More importantly, the anti-shrinking agent and the toughening agent both have long-chain molecular structures with certain polymerization degrees, when the anti-shrinking agent and the toughening agent are used in a matching way, the free volumes of molecules before and after polymerization are not changed greatly, and meanwhile, the anti-shrinking agent and the toughening agent can play a role of a skeleton structure in a polymer, occupy certain space between molecular chains, destroy the close packing mode of the molecular chains, increase the spacing between the molecular chains, and play a good role of reducing the volume shrinkage rate, so that the structural adhesive can be applied to the adhesion of large-gap structural members, has high adhesion strength, and simultaneously has excellent humidity-heat-aging resistance.
As a major source of structural gel strength, in a preferred embodiment, the first acrylate monomer and the second acrylate monomer are each independently selected from one or more of methyl methacrylate, lauryl methacrylate, hydroxyethyl methacrylate, hydroxypropyl methacrylate, ethoxylated bisphenol a dimethacrylate, isobornyl methacrylate, tetrahydrofuryl methacrylate, trimethylolpropane trimethacrylate, tris (2-hydroxyethyl) isocyanurate triacrylate, pentaerythritol triacrylate, ethoxylated trimethylolpropane triacrylate, (propoxy) tripropylene alcohol triacrylate. The structural adhesive provided by the invention provides flexibility and resilience through the cross combination of a plurality of acrylate polymers, so that the initial adhesion and the buffer performance of the structural adhesive are more excellent, and the weather resistance and the aging resistance of the product are also improved.
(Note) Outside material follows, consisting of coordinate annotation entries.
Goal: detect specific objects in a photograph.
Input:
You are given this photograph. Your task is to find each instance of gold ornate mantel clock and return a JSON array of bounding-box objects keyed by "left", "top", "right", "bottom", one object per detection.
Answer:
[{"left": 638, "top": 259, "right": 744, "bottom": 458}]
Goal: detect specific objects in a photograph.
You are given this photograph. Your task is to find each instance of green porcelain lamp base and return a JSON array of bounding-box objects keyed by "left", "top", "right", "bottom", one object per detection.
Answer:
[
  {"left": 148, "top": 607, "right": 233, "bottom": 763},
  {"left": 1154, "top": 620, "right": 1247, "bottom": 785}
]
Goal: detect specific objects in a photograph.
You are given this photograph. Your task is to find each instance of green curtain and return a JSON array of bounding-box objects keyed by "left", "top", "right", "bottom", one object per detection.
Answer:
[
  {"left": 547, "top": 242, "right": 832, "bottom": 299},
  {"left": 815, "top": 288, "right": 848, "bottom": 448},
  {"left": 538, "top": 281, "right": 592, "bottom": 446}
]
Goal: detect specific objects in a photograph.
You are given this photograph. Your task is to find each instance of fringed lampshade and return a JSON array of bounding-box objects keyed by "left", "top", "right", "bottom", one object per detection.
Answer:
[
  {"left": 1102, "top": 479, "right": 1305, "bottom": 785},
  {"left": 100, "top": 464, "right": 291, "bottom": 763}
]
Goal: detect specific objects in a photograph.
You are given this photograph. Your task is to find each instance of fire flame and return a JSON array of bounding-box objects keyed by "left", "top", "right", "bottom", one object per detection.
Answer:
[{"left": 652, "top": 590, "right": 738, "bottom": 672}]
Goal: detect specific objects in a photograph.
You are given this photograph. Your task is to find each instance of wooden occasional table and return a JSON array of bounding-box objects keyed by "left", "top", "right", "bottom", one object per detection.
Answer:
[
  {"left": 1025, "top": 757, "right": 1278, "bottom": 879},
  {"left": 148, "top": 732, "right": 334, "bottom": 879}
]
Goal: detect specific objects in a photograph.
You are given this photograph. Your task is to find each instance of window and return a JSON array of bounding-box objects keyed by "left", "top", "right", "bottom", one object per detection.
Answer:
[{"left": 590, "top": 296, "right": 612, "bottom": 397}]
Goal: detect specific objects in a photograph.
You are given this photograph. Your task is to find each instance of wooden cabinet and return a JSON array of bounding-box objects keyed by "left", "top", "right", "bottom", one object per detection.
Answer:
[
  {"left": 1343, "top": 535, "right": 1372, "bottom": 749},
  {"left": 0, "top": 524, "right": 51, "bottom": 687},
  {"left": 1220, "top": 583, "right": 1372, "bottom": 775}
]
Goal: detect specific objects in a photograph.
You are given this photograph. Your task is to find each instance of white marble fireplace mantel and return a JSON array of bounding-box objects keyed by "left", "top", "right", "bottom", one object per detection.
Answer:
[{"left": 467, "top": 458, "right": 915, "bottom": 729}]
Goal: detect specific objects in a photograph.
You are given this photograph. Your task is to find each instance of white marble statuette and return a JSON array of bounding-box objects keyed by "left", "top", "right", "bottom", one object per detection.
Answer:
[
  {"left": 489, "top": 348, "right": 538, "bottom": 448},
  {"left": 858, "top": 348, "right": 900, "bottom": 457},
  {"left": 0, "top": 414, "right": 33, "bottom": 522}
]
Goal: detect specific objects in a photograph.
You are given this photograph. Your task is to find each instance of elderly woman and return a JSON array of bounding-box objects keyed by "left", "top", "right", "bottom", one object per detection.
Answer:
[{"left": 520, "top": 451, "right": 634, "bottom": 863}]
Preferably, the first acrylate monomer and the second acrylate monomer are each independently selected from one or more of methyl methacrylate, hydroxyethyl methacrylate, hydroxypropyl methacrylate, lauryl methacrylate and ethoxylated bisphenol a dimethacrylate. The methyl methacrylate and the analogue thereof have excellent bonding effect no matter the methyl methacrylate and the analogue thereof permeate or infiltrate the surface of the bonding material by depending on the characteristics of self low molecular structure, thereby playing unique advantages.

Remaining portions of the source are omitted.